This week in “That happened: notes from #splunk”, a blog about the goings-on in the Splunk IRC channel: troubleshooting full disk with debug logging on, living with ADD, and enabling management pr0n.
BUT FIRST a message from our sponsors: We just released the code behind our custom-built Splunk documentation platform, Ponydocs, as open source! Check this blog post from Ashley, our WebDev manager, the docs I wrote for users of Ponydocs, and the GitHub repo. And now we return you to your regularly-scheduled IRC shenanigans:
Sometimes it’s hard to be the allmighty tallest^Wduckfez:
<duckfez> oh my aching head
<duckfez> colleague #1 – “app xyz errored out due to a disk full”
<duckfez> colleague #2 – “Well, that disk is full because app xyz has multiple threads doing runaway logging”

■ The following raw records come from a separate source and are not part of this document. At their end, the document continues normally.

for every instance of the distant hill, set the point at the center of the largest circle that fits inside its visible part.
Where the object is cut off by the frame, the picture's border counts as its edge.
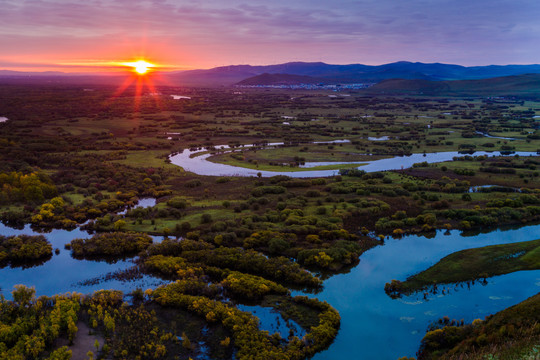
(526, 84)
(326, 73)
(353, 73)
(279, 79)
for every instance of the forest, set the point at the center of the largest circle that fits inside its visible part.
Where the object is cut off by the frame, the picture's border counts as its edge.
(74, 159)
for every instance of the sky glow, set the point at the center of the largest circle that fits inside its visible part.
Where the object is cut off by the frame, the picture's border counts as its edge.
(93, 35)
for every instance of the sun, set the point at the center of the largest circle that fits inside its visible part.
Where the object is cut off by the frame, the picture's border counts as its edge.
(141, 67)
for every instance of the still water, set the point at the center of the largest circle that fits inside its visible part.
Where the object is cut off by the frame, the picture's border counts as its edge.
(200, 164)
(374, 326)
(62, 273)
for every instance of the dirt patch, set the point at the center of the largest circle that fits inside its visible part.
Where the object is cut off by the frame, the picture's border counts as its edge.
(83, 342)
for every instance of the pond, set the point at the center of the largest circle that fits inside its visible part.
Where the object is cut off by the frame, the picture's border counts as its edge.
(374, 326)
(62, 273)
(494, 137)
(199, 164)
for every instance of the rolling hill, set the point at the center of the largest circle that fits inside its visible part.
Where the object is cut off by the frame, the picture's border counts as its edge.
(526, 84)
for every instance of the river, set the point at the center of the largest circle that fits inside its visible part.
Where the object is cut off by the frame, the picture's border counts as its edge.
(200, 164)
(374, 326)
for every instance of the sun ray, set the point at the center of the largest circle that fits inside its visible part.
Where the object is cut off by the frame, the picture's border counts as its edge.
(141, 67)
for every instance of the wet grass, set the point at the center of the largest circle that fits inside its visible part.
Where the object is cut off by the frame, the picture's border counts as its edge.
(478, 263)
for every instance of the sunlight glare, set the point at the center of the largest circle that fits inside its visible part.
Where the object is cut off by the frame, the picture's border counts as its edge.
(141, 67)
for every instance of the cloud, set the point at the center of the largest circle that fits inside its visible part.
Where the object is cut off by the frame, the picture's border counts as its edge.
(369, 31)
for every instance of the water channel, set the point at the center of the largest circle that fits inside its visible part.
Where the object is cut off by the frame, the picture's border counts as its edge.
(189, 160)
(373, 326)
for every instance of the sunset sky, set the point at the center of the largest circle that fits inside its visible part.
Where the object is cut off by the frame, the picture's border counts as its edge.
(93, 35)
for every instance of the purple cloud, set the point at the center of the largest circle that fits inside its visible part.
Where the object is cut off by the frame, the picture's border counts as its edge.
(259, 31)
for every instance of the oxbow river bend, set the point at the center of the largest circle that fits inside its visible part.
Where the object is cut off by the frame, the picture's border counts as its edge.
(373, 325)
(199, 164)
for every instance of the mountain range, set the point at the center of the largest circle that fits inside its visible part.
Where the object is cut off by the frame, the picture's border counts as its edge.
(413, 75)
(319, 72)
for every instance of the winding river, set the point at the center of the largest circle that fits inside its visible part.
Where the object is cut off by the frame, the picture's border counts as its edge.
(373, 326)
(200, 164)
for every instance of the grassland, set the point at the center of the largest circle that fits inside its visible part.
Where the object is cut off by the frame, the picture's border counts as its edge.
(478, 263)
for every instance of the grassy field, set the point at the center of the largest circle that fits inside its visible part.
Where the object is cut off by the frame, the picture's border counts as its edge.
(478, 263)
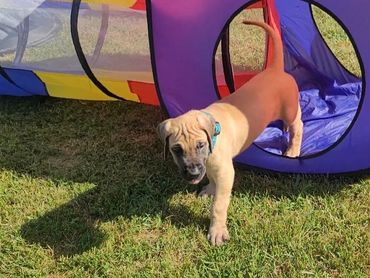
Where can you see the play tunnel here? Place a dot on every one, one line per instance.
(177, 54)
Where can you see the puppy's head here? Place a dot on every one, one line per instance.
(188, 139)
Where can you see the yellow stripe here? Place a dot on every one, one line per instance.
(80, 87)
(124, 3)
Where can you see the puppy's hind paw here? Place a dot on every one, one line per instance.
(207, 191)
(292, 152)
(217, 236)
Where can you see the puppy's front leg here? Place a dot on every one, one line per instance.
(224, 179)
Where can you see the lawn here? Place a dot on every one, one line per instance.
(84, 192)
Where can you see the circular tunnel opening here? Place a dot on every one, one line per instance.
(318, 52)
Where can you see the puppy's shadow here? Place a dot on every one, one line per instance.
(112, 146)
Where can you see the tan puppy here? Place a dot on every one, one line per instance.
(270, 95)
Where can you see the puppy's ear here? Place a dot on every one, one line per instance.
(207, 124)
(164, 133)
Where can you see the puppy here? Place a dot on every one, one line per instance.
(206, 141)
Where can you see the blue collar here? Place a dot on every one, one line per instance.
(216, 132)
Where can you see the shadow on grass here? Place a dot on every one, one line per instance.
(113, 146)
(110, 145)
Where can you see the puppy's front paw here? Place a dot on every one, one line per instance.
(207, 191)
(218, 235)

<duckfez> colleague #3 – “OK, I turned off everything but debug logging”
Stay on target…
ftk tells us to stop and smell the roses:
<^Brian^> anyone ever notice that servers boot faster if you aren’t consoled into them and watching the things go by
<duckfez> ^Brian^: and the chance to hit “F1” for setup is only 250ms long when you’re not looking
<^Brian^> duckfez: i had a hell of a time hitting f12 for the pxe boots
<^Brian^> i was like wtf, i can’t look away
<ftk> ^Brian^: why would you need to look away
<^Brian^> ftk: cause i’m too busy talking with my cow-orker
<ftk> what could be more important than being prepared to hammer ALT+R in ilo
<JPres> ftk: ADHD
<ftk> just turn of the twitters and facebooks for a minute
<ftk> it’ll be ok i promise
50 shades of input recursion
All in the service of management pr0n:
<edeca> I have data in a folder structure like: /blah/<host>/<type>/0001.txt – is it possible to make directory monitoring follow all /blah/*/<type>/*.txt easily?
<duckfez> edeca: sure, [monitor:///blah] whitelist=^/blah/[^/]+/type/.*\.txt
<edeca> Ah clever, I see what you did there!
<duckfez> (noting that splunk will recurse through all of /blah looking for files to match that white list)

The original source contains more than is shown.